I am still in Bagenkop, a lovely little town in the south of Langeland, an island in Denmark. Although I am attached to the University of Southern Denmark’s archaeology fieldschool, I have had a chance to walk around the harbour and look at the local area. From Bagenkop harbour it is pretty clear that fishing may be small scale but is very much a long-standing tradition in this area.

Trawl doors in Bagenkop – one of many piled up

Bagenkop is a few kilometers from a village called Magleby. It is in Magleby that I am currently working with my trusty fellow students on what we hope will be a Viking Age settlement. What’s interesting is that up until about 150 years ago Magleby was connected to the sea by a nor (or inlet). They began to reclaim the land in 1853 – although the process never seemed quite successful, as demonstrated by numerous storms that flooded the new land, as well as the need for pumping stations to manage the water table.

A gent fixing his nets in Bagenkop harbour

After the land was reclaimed, the fishermen of the area filed a suit against the government for compensation. Their case was not simply practical; they stated that not only did they lose revenue and access to Magleby’s church (leading to a new one being built in Bagenkop), but also that the reclamation had made the area less attractive than before. they lost their case, a blow followed by another in the 20th century when a bridge was built to connect Langeland to the rest of Denmark with a efficient road system. As a result, Magleby, and then Bagenkop, lost most of it’s fishing trade. Currently the fishing fleet numbers in the few dozen.

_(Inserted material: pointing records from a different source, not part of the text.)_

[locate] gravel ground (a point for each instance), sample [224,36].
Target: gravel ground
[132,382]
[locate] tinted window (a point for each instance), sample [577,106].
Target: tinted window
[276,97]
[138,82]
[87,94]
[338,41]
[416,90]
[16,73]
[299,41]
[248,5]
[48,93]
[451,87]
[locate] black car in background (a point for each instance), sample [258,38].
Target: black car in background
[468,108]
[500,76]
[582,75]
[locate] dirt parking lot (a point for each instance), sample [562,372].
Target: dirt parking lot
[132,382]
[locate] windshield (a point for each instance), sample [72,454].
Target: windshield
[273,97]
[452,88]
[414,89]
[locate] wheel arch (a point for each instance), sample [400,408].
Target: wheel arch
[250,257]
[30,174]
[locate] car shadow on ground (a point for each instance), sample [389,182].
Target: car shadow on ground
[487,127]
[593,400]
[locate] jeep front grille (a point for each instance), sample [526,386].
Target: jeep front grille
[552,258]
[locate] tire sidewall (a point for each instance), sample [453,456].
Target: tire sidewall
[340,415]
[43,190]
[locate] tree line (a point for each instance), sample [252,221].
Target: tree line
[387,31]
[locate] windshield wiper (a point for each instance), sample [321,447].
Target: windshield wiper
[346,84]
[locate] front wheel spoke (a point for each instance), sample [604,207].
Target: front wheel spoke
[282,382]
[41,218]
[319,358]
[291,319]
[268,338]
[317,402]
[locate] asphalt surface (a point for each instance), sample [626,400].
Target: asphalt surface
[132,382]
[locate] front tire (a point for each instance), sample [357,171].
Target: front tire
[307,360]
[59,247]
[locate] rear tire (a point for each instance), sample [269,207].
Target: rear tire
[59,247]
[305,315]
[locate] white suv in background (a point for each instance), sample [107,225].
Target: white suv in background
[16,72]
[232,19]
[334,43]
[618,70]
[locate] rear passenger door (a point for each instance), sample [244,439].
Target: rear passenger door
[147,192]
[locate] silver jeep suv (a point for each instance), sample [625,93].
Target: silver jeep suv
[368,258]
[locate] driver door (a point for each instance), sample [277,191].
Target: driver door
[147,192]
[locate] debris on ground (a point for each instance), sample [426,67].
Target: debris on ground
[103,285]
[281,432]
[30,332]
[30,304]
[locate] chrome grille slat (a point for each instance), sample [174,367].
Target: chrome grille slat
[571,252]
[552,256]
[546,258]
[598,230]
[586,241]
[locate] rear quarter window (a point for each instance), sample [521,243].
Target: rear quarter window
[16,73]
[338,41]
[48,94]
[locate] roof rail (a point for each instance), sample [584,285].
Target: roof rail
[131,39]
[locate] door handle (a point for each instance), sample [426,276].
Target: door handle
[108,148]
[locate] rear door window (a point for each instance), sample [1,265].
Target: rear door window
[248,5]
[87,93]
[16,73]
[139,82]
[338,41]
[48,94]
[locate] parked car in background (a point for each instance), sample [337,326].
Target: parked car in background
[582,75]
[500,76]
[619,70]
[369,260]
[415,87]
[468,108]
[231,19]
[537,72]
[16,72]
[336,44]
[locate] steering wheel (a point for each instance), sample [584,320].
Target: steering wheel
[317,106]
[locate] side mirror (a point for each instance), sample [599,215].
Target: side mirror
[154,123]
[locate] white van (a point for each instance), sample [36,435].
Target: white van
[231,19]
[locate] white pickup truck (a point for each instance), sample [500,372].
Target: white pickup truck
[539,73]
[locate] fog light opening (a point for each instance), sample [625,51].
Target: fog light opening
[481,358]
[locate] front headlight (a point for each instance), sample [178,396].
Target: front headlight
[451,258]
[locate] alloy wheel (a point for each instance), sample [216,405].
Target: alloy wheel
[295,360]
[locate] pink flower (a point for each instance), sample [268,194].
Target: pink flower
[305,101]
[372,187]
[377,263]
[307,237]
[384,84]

A fishing vessel in Bagenkop harbour

In Bagenkop harbour the fishing boats are moored alongside yachts and other small vessels, while the areas directly around the harbour is full of fishing paraphernalia. Given Bagenkop’s tiny size, it is clear that the small fishing fleet one of the only industries here, along with farming and tourism.

The entrance to one of the many small work huts/houses that crowd around Bagenkop harbour

For those interested in archeology, a subject that ties in pretty well in this area, the underwater site is going well, while myself and the land team are still conducting resistivity test and land surveys. History tells us that this area is rich in farmers, fishing and fishermen-farmers, and as such we hope that we can find out where the Viking house that would have been among the earliest of that era in Magleby would have stood. Tomorrow we head to the priest’s garden, the gentleman himself having been kind in allowing a bunch of scruffy students to wander around and talk shop about all this old stuff.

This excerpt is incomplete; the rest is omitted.